I once got a fortune cookie that said, “Your past will foretll your future.” After reading this article by Jo Becker, Peter S. Goodman and Michael Powell in the New York Times, I’m convinced that Sarah Palin’s past as a mayor and a governor foretells what kind of leader she would be.
WASILLA, Alaska — Gov. Sarah Palin lives by the maxim that all politics is local, not to mention personal.
So when there was a vacancy at the top of the State Division of Agriculture, she appointed a high school classmate, Franci Havemeister, to the $95,000-a-year directorship. A former real estate agent, Ms. Havemeister cited her childhood love of cows as one of her qualifications for running the roughly $2 million agency.
Ms. Havemeister was one of at least five schoolmates Ms. Palin hired, often at salaries far exceeding their private sector wages.
When Ms. Palin had to cut her first state budget, she avoided the legion of frustrated legislators and mayors. Instead, she huddled with her budget director and her husband, Todd, an oil field worker who is not a state employee, and vetoed millions of dollars of legislative projects.

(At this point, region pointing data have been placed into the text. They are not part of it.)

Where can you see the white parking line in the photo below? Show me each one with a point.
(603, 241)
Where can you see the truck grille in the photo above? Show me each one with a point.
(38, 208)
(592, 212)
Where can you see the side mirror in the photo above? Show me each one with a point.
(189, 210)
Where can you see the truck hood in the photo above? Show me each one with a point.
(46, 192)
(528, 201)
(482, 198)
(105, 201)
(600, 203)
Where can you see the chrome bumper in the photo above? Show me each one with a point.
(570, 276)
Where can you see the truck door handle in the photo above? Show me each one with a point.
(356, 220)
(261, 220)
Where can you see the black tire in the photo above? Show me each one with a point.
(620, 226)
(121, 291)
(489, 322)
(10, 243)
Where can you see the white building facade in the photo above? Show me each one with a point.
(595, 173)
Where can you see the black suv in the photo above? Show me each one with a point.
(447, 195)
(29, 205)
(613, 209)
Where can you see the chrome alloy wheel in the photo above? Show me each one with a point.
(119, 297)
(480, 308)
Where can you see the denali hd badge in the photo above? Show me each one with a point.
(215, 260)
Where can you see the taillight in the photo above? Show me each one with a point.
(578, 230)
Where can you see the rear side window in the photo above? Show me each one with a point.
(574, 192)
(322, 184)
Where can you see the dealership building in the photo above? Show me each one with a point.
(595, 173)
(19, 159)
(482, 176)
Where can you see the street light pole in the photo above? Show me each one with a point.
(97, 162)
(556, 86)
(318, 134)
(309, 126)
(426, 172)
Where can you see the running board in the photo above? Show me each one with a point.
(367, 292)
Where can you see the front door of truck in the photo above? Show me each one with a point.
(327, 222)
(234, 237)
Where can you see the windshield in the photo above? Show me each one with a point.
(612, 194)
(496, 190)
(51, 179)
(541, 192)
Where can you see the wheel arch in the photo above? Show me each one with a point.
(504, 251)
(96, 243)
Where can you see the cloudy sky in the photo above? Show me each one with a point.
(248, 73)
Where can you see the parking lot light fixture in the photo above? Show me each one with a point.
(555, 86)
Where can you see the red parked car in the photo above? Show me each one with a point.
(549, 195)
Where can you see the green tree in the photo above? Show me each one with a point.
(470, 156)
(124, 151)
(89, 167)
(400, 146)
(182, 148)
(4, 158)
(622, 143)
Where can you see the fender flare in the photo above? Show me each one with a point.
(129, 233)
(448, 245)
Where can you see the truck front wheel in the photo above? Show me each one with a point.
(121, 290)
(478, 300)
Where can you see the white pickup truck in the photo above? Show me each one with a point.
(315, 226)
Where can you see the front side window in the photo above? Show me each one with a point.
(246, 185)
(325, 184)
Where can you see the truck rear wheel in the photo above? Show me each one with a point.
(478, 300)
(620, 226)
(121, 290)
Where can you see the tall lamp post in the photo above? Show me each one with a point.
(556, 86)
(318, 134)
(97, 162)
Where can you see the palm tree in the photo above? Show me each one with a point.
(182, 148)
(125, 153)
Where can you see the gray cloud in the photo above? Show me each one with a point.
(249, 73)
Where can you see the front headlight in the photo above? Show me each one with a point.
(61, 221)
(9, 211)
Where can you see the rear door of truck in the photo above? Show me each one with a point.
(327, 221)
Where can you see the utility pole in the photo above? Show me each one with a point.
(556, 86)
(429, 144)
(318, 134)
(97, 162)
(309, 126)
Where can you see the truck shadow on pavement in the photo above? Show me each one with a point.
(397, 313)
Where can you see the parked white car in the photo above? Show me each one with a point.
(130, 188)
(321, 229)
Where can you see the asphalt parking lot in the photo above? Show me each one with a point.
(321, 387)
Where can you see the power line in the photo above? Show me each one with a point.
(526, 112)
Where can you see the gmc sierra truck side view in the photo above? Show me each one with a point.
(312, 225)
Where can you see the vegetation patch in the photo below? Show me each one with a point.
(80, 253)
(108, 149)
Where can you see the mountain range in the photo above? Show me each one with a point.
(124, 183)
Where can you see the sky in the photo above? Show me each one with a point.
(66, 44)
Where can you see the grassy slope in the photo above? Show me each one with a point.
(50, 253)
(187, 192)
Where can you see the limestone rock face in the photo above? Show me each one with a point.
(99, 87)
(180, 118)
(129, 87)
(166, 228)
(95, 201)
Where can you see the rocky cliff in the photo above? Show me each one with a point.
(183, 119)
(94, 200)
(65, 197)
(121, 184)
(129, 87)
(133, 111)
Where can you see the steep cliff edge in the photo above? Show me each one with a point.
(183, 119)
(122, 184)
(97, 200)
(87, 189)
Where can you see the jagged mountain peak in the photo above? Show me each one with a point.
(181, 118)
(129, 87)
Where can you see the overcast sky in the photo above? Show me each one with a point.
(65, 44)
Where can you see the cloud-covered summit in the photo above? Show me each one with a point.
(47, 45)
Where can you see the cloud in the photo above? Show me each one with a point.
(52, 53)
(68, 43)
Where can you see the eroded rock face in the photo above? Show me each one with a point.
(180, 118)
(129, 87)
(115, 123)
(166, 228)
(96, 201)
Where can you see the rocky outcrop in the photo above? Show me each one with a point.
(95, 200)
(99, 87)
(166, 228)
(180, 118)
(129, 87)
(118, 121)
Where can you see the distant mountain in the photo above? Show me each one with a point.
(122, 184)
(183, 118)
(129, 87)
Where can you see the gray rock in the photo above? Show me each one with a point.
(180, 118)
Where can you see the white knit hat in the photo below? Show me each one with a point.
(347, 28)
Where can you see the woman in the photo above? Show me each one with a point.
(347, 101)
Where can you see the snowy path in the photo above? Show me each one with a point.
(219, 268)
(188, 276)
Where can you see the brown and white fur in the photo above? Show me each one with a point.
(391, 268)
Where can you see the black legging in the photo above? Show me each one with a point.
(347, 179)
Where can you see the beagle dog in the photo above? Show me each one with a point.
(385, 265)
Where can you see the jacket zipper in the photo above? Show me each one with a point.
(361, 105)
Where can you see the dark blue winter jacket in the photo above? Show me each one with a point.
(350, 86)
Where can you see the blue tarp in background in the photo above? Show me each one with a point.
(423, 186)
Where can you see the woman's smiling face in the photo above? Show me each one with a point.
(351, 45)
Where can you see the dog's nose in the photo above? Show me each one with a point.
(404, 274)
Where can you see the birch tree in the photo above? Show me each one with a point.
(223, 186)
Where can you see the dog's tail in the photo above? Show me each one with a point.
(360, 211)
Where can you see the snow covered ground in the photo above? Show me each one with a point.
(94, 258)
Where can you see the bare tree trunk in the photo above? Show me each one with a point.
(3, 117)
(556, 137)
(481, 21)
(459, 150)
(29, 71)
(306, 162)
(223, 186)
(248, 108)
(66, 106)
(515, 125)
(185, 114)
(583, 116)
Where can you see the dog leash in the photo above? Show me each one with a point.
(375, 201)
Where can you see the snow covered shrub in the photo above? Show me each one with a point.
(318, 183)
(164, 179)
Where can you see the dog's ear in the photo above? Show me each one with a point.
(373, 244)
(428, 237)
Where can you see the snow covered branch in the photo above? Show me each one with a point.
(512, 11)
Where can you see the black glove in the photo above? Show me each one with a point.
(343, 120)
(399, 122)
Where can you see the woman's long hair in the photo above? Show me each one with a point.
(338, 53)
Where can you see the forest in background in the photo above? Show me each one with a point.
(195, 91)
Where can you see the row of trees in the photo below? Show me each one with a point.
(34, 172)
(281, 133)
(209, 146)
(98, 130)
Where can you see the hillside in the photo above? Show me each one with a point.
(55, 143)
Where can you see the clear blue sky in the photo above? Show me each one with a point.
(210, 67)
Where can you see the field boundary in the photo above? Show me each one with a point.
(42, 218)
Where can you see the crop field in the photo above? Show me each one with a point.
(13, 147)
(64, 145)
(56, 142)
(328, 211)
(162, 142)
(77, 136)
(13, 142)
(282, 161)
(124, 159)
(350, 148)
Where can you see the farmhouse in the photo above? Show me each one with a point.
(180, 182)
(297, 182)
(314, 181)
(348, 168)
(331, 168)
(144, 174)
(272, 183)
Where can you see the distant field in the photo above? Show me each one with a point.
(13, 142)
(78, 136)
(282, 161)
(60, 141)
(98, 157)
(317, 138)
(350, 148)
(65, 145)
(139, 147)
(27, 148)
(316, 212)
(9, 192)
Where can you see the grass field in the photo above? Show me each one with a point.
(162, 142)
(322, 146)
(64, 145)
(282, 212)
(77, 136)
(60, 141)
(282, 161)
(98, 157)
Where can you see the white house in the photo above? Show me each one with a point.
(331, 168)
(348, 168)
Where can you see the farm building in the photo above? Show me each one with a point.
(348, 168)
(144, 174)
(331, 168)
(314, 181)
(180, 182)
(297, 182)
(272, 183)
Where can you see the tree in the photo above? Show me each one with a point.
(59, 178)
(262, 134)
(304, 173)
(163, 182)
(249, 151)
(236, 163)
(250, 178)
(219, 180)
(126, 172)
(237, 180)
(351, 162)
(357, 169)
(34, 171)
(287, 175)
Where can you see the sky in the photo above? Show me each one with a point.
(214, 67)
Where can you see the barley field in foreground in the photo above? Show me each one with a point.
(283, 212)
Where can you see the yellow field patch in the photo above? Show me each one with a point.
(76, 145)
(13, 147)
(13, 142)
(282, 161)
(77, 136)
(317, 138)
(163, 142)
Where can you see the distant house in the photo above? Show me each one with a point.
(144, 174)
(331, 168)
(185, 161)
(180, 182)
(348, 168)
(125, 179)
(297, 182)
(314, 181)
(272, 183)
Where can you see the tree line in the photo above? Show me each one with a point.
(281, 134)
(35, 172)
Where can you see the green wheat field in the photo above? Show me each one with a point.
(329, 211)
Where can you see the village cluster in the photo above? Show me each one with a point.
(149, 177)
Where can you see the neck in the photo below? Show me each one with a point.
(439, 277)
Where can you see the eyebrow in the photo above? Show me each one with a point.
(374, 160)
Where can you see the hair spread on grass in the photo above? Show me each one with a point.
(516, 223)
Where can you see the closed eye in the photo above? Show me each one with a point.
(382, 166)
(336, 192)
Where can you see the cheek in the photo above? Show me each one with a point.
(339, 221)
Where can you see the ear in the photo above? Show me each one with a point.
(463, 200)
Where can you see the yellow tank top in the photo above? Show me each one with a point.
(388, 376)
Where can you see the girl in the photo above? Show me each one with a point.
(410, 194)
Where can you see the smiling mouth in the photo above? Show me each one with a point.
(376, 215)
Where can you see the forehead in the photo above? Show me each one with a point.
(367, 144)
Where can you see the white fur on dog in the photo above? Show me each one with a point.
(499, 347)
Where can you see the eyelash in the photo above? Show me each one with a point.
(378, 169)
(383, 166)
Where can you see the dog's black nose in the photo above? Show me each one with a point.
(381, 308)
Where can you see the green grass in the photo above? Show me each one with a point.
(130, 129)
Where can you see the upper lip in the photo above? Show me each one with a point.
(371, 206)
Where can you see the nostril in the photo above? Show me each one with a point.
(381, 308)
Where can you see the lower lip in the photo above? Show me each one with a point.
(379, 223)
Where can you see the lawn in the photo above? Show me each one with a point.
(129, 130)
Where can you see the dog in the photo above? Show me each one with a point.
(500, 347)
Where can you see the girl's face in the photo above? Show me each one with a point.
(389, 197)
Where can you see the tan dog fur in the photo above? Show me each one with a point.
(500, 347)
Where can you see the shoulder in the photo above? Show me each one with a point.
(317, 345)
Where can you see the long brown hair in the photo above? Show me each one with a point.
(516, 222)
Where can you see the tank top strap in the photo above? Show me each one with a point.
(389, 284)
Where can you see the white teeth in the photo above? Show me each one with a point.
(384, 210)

And four months ago, a Wasilla blogger, Sherry Whitstine, who chronicles the governor’s career with an astringent eye, answered her phone to hear an assistant to the governor on the line, she said.
“You should be ashamed!” Ivy Frye, the assistant, told her. “Stop blogging. Stop blogging right now!”
I’m also convinced that the past eight years of governing by the Bush administration — petty, vindictive, rife with cronyism, and infused with nothing beyond the craving to rule — are reflected here as well.
That’s not change we can believe in, Charlie.
An afterthought: It makes you wonder if the McCain campaign did any sort of vetting of Ms. Palin’s record before they selected her. If they did not, it shows an amazing lack of judgment — or even curiosity — on their part. If they did, it demonstrates an amazing amount of cynicism that they could look over her history and still think that they could bamboozle the American public into thinking that she was fit for national office or that the electorate lacked the idle curiosity beyond her human interest stories — her family, her church, her hunting skills — to care about what kind of leader she would be if she was thrust onto the national stage. And that goes back to the initial concern I had when Gov. Palin was announced as the Republican nominee for vice president: what does this tell us about the judgment of John McCain?